In Figure 3, the time series distributions of the observed data and predicted data of Busan North Port and Busan New Port cases indicate that the predicted values represent the trend of the observed values well. Figure 4 shows the IOA of the observed and predicted results. The IOA of Busan North Port was slightly higher than that of Busan New Port. In Busan North Port, Case 3 (AQMS + ASOS + berths of 2000 tons or larger ships) was used as input data. In Busan New Port, Case 5 (AQMS + ASOS + berths of all ships) was used as the input data. Hence, this result suggests that the method involving the incorporation of the activity of air pollutant emission sources can result in a higher prediction performance than the method involving predictions using air quality and meteorological data. In the future, the prediction performance could be improved upon by incorporating data regarding the activity of the ground support facilities of the air pollutant emission sources in the port.

The main research direction to date has been to utilize atmospheric observation data and meteorological data when predicting air quality through machine learning. Our research method applies machine learning methods that consider the activity of the emission source as well as atmospheric observation data and meteorological data. The prediction considering the activity of the emission source showed an IOA of 0.969 to 0.975. This shows that our proposed prediction method is better able to predict air quality.

At the inflection point of this study, there are various emission sources other than ships in the port, but there is a limit to considering the activity of these sources. In the future, if the prediction is made considering the activity of heavy trucks, it will be possible to help reduce the error and improve the prediction performance more efficiently.

4. Conclusions

In this study, we investigated a method for predicting the degree of air pollution in a port. We aimed to predict the air quality around Busan Port using RNN-LSTM. Previous studies employed a prediction method that uses only air quality and meteorological data as inputs. However, the extended method proposed in this study predicts air quality by incorporating data regarding emission sources that emit air pollutants (i.e., ship activities). Air quality monitoring network data for Busan North Port and Busan New Port were used to predict the air pollutants as a specific method for predicting air pollution, and the meteorological data of the Busan ASOS were also integrated and used. With respect to the activity input data of the emission sources, the hourly number of berths at the port was incorporated using the entry and exit times in the PORT-MIS. Statistical analysis methods, such as IOA, RMSE, NMB, and MNGE, were employed to evaluate the prediction performance. In the case of Busan North Port, where the air quality, weather, and the number of berths of ships 2000 tons or larger were analyzed, the results showed that the highest prediction performance was found at a maximum IOA of 0.975, RMSE of 4.88 µg/m³, NMB of 2.8%, and MNGE of 24.283. As expected, large ships have a greater impact on air pollution in Busan North Port. In the case of taking into consideration air quality, weather, and the number of berths of all ships in Busan New Port, the IOA was 0.970, the RMSE was 5.87 µg/m³, and the NMB between −0.9% and 25%. Busan New Port is still evolving. This conclusion was based on the geometrical conditions of the measurement network that were affected by all ships using the new port as well as large ships. Therefore, the extended method that employs ship activities as the emission source is advantageous, with a higher prediction performance than other existing methods.

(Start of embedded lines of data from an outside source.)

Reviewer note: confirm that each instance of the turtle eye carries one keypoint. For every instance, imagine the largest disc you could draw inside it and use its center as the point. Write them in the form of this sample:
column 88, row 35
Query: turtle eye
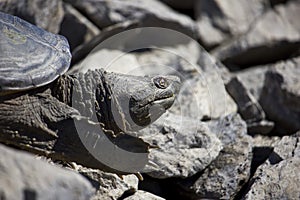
column 161, row 82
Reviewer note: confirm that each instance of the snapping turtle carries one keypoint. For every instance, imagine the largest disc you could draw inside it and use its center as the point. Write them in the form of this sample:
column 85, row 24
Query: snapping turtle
column 41, row 107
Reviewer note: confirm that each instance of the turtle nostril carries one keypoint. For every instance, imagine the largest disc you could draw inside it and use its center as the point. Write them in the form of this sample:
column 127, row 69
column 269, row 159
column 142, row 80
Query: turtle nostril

In the future, we plan to study ways to reduce the dimension of input data in order to examine the major factors affecting air quality prediction. In addition, further research will be performed to improve predictive performance in consideration of emission sources other than ships, which are the major sources of emissions at ports. The methodology of this study can be applied to methods of predicting air quality around airports considering emission sources such as aircraft, or air quality in urban areas considering emission sources such as automobiles. Furthermore, it can be used to improve the performance of numerical models such as 3D CTM, which has limitations in predicting air pollution, by applying air pollutant emissions in real time.

Author Contributions

Conceptualization, H.H., H.J., C.Y. and H.K.; Methodology, H.H., H.J., C.Y. and H.K.; Supervision, C.Y. and H.K.; Writing—original draft, H.H. and H.J.; Writing—review and editing, C.Y. and H.K. All authors have read and agreed to the published version of the manuscript.

Funding

This research received no external funding.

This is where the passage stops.